I’m very much against litter and have driven New Mexico’s highways and byways as much as anyone. I can tell you from that experience that if we banned everything that was littered we wouldn’t have much left. I too wish people were more responsible and find litter abhorrent. A ban on one particular material is not going to solve or even put a dent in our litter problem.
Paul,
You say you find litter abhorrent, but you proposing to do nothing to control it – that’s pretty lame! As I walk around my neighborhood in RR on a daily basis I see plastic grocery bags, liquor bottles, and fast food wrappers (in no particular order of abundance). It seems to me we need to start somewhere in reducing litter and plastic grocery bags would be the easiest thing to go for first then go after the next thing – one bite at a time.
What is your real issue with this? Man up and do the right thing.
I hate to break it to you but there are problems that government has limited ability to solve. Perhaps some anti-littering ad campaigns would help? To be clear, littering is far less of a problem than it was in the 70s an 80s. It is STILL a problem in a lot of poorer countries that I’ve been to.

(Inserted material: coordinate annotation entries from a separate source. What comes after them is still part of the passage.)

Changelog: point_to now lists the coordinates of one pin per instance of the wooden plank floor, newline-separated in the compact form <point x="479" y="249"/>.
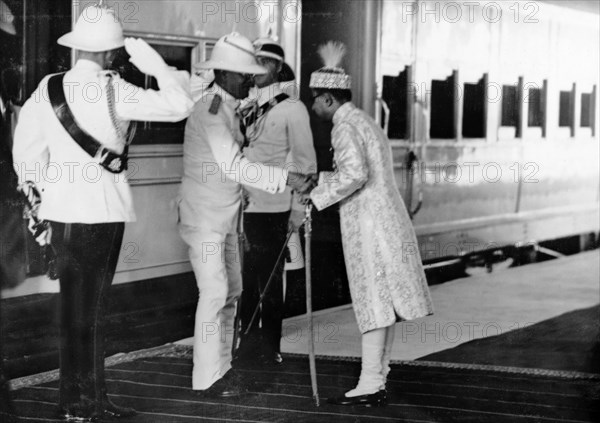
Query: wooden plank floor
<point x="159" y="388"/>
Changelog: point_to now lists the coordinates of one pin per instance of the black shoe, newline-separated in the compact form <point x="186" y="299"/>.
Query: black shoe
<point x="273" y="358"/>
<point x="230" y="385"/>
<point x="77" y="416"/>
<point x="378" y="399"/>
<point x="112" y="411"/>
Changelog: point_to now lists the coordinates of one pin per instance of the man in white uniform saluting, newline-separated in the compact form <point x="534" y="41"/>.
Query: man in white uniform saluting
<point x="209" y="207"/>
<point x="70" y="143"/>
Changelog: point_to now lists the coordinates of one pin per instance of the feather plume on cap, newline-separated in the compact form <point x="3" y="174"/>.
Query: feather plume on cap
<point x="331" y="75"/>
<point x="332" y="54"/>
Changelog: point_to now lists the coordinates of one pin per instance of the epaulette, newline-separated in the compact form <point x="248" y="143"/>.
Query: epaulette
<point x="215" y="105"/>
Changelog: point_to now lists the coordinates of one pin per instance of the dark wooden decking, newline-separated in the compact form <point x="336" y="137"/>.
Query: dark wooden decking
<point x="159" y="388"/>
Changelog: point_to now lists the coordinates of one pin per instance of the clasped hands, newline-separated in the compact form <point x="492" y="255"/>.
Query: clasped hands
<point x="303" y="184"/>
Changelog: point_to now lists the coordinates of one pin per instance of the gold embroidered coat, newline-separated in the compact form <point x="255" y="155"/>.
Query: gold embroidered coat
<point x="385" y="273"/>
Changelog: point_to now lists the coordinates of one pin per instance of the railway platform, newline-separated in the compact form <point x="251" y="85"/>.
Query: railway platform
<point x="509" y="304"/>
<point x="519" y="345"/>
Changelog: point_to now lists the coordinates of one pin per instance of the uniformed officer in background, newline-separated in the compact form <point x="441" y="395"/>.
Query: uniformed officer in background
<point x="12" y="231"/>
<point x="70" y="144"/>
<point x="277" y="132"/>
<point x="209" y="206"/>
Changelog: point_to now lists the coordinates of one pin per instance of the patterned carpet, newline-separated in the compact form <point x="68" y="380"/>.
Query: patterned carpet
<point x="157" y="384"/>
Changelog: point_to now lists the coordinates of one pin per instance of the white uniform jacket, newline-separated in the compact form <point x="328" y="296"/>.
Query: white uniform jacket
<point x="76" y="189"/>
<point x="282" y="137"/>
<point x="214" y="168"/>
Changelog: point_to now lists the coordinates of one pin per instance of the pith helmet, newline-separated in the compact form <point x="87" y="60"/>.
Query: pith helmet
<point x="269" y="48"/>
<point x="234" y="53"/>
<point x="6" y="19"/>
<point x="97" y="29"/>
<point x="331" y="76"/>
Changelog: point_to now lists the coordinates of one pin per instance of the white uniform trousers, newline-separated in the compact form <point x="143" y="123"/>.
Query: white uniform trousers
<point x="216" y="264"/>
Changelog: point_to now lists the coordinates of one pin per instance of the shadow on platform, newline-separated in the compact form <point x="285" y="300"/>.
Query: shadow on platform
<point x="570" y="342"/>
<point x="159" y="388"/>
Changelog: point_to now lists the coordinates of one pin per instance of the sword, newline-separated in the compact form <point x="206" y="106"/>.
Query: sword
<point x="307" y="264"/>
<point x="271" y="277"/>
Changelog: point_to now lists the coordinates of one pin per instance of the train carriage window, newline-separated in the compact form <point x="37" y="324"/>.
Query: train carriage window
<point x="535" y="114"/>
<point x="443" y="103"/>
<point x="535" y="96"/>
<point x="588" y="110"/>
<point x="396" y="95"/>
<point x="586" y="117"/>
<point x="510" y="106"/>
<point x="474" y="109"/>
<point x="566" y="109"/>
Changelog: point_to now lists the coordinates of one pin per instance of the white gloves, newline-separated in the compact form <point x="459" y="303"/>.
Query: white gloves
<point x="144" y="57"/>
<point x="40" y="229"/>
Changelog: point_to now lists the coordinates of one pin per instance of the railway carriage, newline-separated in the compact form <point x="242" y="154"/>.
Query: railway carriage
<point x="491" y="109"/>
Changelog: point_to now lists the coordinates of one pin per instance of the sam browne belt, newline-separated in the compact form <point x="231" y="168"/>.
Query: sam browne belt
<point x="111" y="161"/>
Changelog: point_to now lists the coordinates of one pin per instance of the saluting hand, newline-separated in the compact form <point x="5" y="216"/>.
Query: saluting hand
<point x="302" y="184"/>
<point x="144" y="57"/>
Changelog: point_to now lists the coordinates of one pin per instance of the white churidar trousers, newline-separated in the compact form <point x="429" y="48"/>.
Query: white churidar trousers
<point x="375" y="361"/>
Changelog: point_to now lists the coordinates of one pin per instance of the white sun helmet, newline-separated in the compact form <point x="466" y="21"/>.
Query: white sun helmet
<point x="6" y="19"/>
<point x="234" y="53"/>
<point x="97" y="29"/>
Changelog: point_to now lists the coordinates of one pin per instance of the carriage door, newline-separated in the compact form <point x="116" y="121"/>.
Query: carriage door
<point x="397" y="97"/>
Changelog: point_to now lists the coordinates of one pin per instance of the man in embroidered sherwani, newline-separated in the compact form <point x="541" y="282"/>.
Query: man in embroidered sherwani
<point x="385" y="274"/>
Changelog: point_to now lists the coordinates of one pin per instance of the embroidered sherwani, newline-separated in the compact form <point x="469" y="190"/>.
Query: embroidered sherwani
<point x="385" y="274"/>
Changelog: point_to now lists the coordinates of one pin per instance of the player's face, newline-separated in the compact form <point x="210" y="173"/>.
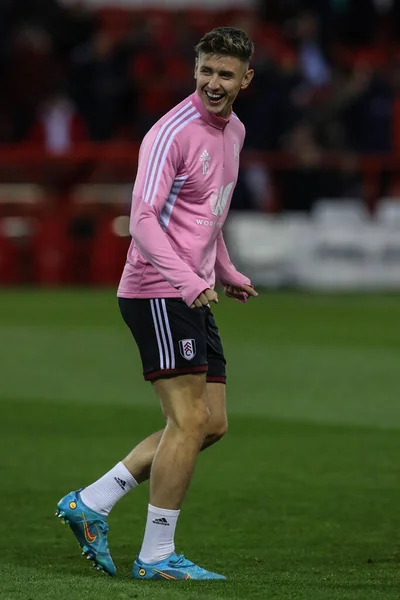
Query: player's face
<point x="219" y="79"/>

Government isn’t going to solve a problem that results from people’s parents not raising them right.
Maybe if people in New Mexico were more respectful of their environment……
The bags aren’t the problem. The people are.
I and a lot of people use these bags for multiple jobs around the house. If I didn’t have them I would have to buy something else to help me. I use them to catch peeling from potatoes, cleaning after my dogs, as can liners for my small trash cans, in my car to catch trash, etc. Then they go into the trash bin.
The problem is not specifically plastic bags, it’s litter in general. NM has a cultural litter problem as compared to other states. I drive I-25 from Valencia County to ABQ and several months ago there was a targeted litter cleanup along the freeway down to at least Belen where I exit, and I’ll be generous here when I say within 2 weeks it could not be determined it ever occurred, and it wasn’t Walmart bags along the road. Each week when I put out my rollout cart I police the road in front of my property and it’s typically–each week–beer cans, liquor bottles, McDonald’s bags, etc. Rare do I have the luck of a plastic bag to contain all the other litter I pick up. Every week I have to pick up something! This County, this State, is a dump. Look, we all roll out our carts full of trash each week and what is in my cart is none of anyone’s business. If someone’s cart has this but not that, then good for them, but don’t have government yet again attempt to control some aspect of my life because there’s guilt about what’s other people’s roll out cart.